El 28 de mayo de 2026 se publicó en el diario oficial El Peruano la Ley N.° 32615, norma que promueve el uso de inteligencia artificial para la protección de la vicuña y la prevención de su caza furtiva. Como parte de esta reforma, se modificó el artículo 309 del Código Penal, incorporándose una nueva agravante aplicable a los delitos contra los recursos naturales.
En concreto, la norma agrava la responsabilidad penal cuando la conducta delictiva se ejecuta mediante actos de intimidación o amenaza dirigidos contra personas que ejercen funciones de administración, vigilancia, protección o conservación de especies protegidas o recursos naturales.
¿En qué consiste la nueva agravante?
La Ley N.° 32615 incorpora el numeral 5 al artículo 309 del Código Penal. Con ello, se configura una circunstancia agravante cuando cualquiera de los delitos contra los recursos naturales (artículos 308 a 308-D) se comete “mediante intimidación o amenaza a quienes ejercen la administración o conservación de la especie”. Dicho de otro modo, la agravante opera cuando, para traficar, extraer, depredar o comercializar especies protegidas, el agente recurre a la coacción contra guardaparques, comuneros, funcionarios o cualquier persona encargada de su custodia.
Su efecto es un agravamiento de la pena. En estos supuestos, la pena privativa de libertad será no menor de cinco ni mayor de ocho años; y cuando el agente actúe como integrante de una organización criminal, no menor de once ni mayor de veinte años.

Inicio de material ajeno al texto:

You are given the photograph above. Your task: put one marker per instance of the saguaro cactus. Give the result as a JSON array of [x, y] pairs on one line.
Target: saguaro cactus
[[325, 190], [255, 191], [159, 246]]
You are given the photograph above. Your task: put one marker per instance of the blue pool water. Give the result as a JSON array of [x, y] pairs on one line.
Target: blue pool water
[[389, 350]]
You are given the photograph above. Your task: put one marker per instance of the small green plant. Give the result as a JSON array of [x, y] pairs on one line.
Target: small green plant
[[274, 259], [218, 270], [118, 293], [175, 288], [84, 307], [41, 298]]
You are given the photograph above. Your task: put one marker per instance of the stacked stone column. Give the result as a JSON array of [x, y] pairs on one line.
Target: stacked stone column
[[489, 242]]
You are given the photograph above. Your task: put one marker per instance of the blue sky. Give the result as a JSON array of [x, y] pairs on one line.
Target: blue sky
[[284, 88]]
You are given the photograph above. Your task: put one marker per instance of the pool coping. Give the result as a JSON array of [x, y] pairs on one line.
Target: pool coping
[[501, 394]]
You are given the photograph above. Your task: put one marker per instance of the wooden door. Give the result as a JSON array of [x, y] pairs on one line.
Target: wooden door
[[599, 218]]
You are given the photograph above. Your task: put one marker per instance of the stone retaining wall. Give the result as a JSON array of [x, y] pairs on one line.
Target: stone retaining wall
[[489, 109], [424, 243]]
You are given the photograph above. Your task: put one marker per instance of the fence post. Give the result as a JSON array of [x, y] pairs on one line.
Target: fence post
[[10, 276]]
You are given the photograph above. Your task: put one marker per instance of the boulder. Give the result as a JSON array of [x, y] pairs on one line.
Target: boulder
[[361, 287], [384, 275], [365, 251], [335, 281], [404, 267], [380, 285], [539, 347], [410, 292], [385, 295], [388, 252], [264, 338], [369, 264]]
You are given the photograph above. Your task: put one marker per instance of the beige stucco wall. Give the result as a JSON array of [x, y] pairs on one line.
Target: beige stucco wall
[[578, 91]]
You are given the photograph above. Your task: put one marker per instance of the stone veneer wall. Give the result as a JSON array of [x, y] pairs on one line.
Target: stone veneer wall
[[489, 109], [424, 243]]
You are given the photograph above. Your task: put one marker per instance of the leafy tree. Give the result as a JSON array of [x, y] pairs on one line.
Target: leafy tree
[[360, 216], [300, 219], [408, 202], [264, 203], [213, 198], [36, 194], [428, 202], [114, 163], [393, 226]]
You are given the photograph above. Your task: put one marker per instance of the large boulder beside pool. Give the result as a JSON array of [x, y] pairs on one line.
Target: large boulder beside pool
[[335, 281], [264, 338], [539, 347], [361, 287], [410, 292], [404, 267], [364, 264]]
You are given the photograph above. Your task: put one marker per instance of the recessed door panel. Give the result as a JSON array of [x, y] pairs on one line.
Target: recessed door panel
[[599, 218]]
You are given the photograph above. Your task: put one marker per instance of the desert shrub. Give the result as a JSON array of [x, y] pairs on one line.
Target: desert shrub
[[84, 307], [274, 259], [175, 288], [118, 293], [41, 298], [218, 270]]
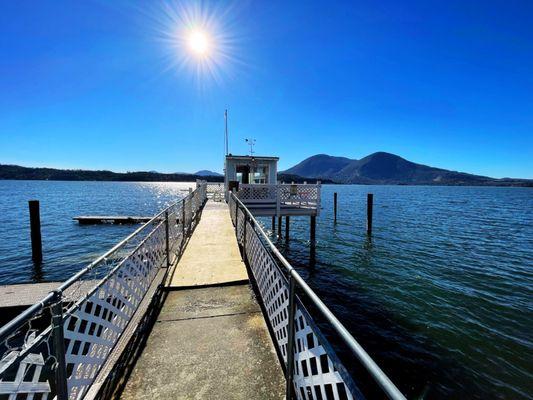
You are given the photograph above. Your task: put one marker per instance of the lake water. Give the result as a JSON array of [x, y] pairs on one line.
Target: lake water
[[441, 296]]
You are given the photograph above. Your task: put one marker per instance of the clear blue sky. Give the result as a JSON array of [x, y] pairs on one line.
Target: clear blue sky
[[94, 84]]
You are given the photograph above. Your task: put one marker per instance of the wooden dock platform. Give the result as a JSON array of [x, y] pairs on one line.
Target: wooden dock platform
[[210, 340], [111, 219], [27, 294]]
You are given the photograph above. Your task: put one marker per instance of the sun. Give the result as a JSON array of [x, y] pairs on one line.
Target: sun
[[198, 42], [199, 38]]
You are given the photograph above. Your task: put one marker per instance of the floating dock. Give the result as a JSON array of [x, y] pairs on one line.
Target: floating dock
[[110, 219]]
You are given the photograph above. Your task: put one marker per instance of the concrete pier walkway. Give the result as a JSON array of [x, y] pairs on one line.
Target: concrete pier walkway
[[212, 256], [208, 342]]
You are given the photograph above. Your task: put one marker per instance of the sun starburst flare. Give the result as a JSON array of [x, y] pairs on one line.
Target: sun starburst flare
[[198, 39]]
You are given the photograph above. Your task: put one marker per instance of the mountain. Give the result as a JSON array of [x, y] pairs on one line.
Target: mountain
[[52, 174], [205, 172], [319, 166], [387, 168]]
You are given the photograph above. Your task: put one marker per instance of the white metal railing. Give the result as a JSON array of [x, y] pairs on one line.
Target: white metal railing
[[215, 191], [56, 348], [298, 195], [313, 370]]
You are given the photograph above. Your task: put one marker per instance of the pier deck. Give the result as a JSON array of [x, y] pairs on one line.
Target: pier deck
[[208, 342], [212, 256]]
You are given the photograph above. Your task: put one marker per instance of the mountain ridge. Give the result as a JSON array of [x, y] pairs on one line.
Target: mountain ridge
[[387, 168], [16, 172]]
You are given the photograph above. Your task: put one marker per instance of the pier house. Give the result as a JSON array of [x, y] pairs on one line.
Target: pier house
[[254, 180]]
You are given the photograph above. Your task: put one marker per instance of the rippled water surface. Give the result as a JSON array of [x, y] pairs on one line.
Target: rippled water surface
[[441, 296], [68, 246]]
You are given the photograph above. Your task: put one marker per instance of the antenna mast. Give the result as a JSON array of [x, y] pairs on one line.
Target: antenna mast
[[226, 149], [251, 143]]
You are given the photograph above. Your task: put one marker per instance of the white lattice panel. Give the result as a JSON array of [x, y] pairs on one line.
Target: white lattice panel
[[94, 326], [255, 192], [29, 379], [240, 226], [305, 195]]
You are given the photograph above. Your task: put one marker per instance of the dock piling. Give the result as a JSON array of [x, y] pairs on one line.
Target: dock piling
[[35, 232], [335, 207], [59, 346], [167, 244], [369, 211], [312, 231]]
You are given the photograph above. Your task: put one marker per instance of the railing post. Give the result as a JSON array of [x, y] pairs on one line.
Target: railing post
[[236, 216], [244, 236], [278, 201], [167, 239], [290, 338], [59, 346]]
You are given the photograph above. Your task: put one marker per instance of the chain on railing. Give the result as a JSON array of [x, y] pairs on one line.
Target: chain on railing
[[56, 348], [313, 370]]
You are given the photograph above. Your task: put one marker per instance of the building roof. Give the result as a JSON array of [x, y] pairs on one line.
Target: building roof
[[247, 158]]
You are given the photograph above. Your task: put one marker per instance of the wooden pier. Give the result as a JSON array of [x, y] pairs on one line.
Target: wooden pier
[[178, 317], [208, 342]]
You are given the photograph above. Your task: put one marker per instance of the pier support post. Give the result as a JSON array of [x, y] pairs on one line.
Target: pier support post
[[183, 220], [369, 211], [312, 231], [335, 207], [245, 222], [290, 339], [35, 229], [59, 346], [167, 244]]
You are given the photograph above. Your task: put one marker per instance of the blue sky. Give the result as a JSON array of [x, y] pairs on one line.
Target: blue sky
[[101, 85]]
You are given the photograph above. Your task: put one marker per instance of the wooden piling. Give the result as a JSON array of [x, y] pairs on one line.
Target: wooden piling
[[35, 231], [312, 230], [369, 210], [335, 207]]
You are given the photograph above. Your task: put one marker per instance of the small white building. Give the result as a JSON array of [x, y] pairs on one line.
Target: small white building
[[253, 170]]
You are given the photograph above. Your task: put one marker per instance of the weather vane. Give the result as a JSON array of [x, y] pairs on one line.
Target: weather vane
[[251, 143]]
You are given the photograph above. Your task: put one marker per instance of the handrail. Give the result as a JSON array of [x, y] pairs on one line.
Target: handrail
[[374, 370]]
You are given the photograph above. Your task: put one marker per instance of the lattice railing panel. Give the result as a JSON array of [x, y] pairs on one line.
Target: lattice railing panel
[[95, 324], [240, 226], [27, 369], [267, 193], [303, 195], [318, 373]]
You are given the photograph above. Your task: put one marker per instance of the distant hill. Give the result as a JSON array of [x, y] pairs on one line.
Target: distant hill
[[319, 166], [205, 172], [52, 174], [387, 168]]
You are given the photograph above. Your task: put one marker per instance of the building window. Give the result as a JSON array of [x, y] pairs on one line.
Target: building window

¿Cuál es la finalidad de la norma?
La modificación introducida tiene como finalidad fortalecer la protección penal de las especies de flora y fauna silvestre, sancionando con mayor severidad a quienes recurran a actos de intimidación o amenaza contra las personas encargadas de su administración, vigilancia o conservación.

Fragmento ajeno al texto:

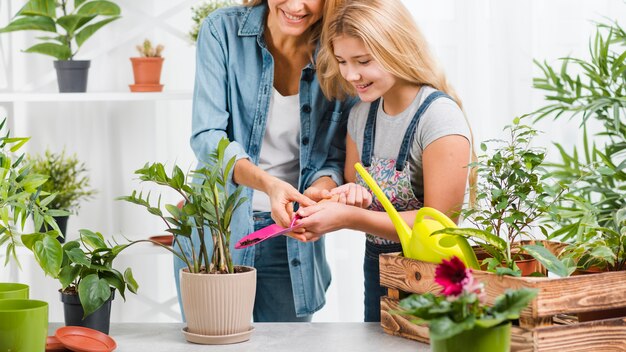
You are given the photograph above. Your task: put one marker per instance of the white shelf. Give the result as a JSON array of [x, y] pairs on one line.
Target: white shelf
[[94, 96]]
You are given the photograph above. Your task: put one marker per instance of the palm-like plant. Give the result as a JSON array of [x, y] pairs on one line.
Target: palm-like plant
[[70, 26], [595, 93]]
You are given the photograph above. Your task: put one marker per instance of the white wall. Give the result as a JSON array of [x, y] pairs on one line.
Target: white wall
[[485, 46]]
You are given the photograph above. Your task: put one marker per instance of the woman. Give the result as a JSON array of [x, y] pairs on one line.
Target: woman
[[256, 84]]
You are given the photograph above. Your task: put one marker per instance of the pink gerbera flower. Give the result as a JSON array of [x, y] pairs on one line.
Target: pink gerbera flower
[[451, 274]]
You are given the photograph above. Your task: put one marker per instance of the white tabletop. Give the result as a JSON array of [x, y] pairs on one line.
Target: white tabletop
[[266, 337]]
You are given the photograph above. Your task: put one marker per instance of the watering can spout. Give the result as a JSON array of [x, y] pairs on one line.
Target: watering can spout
[[403, 229], [419, 243]]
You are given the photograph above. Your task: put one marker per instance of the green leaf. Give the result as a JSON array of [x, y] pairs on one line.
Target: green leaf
[[45, 8], [61, 52], [93, 292], [92, 239], [37, 23], [549, 260], [99, 8], [49, 255], [77, 256]]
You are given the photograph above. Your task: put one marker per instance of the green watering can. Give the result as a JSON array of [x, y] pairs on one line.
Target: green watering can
[[418, 243]]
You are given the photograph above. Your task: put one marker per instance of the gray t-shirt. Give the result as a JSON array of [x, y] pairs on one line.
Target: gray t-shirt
[[442, 118]]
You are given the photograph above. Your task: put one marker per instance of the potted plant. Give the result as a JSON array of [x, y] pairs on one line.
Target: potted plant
[[67, 178], [85, 271], [217, 296], [200, 12], [23, 322], [147, 68], [70, 26], [593, 214], [458, 319], [512, 197]]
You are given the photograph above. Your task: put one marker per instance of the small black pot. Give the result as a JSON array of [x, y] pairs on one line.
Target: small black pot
[[72, 75], [61, 222], [98, 320]]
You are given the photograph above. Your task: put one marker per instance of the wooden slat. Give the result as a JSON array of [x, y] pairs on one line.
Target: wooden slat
[[398, 325]]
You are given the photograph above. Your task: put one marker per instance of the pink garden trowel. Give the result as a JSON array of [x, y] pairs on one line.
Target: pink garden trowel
[[266, 233]]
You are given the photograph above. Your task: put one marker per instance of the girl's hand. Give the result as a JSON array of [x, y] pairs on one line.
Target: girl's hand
[[353, 194], [282, 195], [322, 218]]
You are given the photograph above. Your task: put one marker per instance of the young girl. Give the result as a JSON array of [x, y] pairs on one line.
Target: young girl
[[408, 131]]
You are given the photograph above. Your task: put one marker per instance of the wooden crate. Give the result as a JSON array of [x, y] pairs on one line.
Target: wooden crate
[[549, 323]]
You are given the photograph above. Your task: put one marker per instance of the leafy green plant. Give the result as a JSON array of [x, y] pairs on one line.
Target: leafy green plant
[[208, 204], [147, 50], [19, 193], [461, 305], [200, 12], [83, 267], [512, 197], [70, 26], [66, 176], [591, 91]]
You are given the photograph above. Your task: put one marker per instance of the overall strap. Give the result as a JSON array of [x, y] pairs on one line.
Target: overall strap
[[407, 141], [369, 134]]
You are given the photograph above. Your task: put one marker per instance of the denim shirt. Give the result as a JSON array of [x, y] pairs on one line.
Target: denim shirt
[[234, 80]]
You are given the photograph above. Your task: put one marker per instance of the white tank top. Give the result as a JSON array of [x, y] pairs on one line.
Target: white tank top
[[280, 149]]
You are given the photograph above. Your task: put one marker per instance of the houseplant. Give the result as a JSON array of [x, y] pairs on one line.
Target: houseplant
[[23, 322], [200, 12], [85, 271], [458, 319], [512, 196], [591, 92], [67, 178], [147, 68], [217, 296], [69, 26]]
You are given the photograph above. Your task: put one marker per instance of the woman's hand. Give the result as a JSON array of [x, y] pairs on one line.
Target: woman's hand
[[282, 195], [353, 194], [324, 217]]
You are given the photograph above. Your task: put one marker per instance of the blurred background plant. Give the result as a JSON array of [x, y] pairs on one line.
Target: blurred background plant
[[147, 50], [200, 12], [593, 92]]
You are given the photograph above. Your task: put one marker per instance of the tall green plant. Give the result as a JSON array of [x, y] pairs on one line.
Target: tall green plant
[[208, 206], [19, 192], [70, 25], [67, 177], [592, 90], [512, 197]]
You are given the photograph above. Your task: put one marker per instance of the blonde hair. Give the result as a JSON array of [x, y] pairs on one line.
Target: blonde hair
[[396, 43], [330, 6]]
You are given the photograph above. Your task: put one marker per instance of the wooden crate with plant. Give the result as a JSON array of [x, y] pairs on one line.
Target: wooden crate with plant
[[585, 208]]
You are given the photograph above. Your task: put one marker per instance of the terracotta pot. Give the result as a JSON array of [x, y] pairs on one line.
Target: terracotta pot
[[218, 304], [147, 73]]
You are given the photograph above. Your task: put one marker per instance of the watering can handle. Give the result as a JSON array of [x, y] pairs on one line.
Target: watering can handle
[[435, 214]]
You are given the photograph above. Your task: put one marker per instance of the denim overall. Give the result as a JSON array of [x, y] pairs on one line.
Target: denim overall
[[393, 177]]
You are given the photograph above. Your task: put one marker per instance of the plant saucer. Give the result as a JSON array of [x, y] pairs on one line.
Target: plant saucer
[[218, 340], [54, 345], [81, 339], [145, 87]]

La norma parte del reconocimiento de una realidad frecuente en los delitos ambientales: guardaparques, miembros de comunidades campesinas y nativas, funcionarios públicos, técnicos y otros actores vinculados a la protección de recursos naturales suelen ser objeto de presiones, amenazas y actos de violencia por parte de organizaciones dedicadas al tráfico ilegal, la caza furtiva y otras actividades de depredación ambiental.
Con esta incorporación, el legislador busca reforzar la protección de los recursos naturales desde dos frentes:
- Disuadir conductas coercitivas contra guardaparques, comuneros y funcionarios que velan por la conservación de la fauna.
- Incrementar la respuesta punitiva del Estado frente a organizaciones que operan con métodos de amedrentamiento para cometer delitos ambientales.
¿A quiénes aplica?
La nueva agravante resulta aplicable a quienes cometan delitos contra los recursos naturales previstos en el Código Penal, entre ellos: tráfico ilegal de especies de flora y fauna silvestre (artículo 308), tráfico ilegal de especies acuáticas (artículo 308-A), extracción ilegal de especies acuáticas (artículo 308-B), depredación de flora y fauna silvestre protegida (artículo 308-C) y tráfico ilegal de recursos genéticos (artículo 308-D).
Desde una perspectiva corporativa, la modificación adquiere especial relevancia para empresas y organizaciones cuyas actividades se desarrollan en sectores vinculados al aprovechamiento o interacción con recursos naturales, tales como el sector forestal, pesquero, acuícola, agroindustrial, textil vinculado a fibras de camélidos, biotecnológico y de recursos genéticos.
Asimismo, la norma impacta a empresas que operan dentro de áreas naturales protegidas, zonas de amortiguamiento o espacios ambientalmente sensibles, así como a aquellas cuyas cadenas logísticas, actividades de transporte, comercialización o extracción puedan generar riesgos de afectación sobre especies protegidas o ecosistemas sujetos a conservación.
¿Cuándo entra en vigencia?
La Ley N.º 32615 entra en vigencia al día siguiente de su publicación en el Diario Oficial El Peruano, es decir, el 29 de mayo de 2026.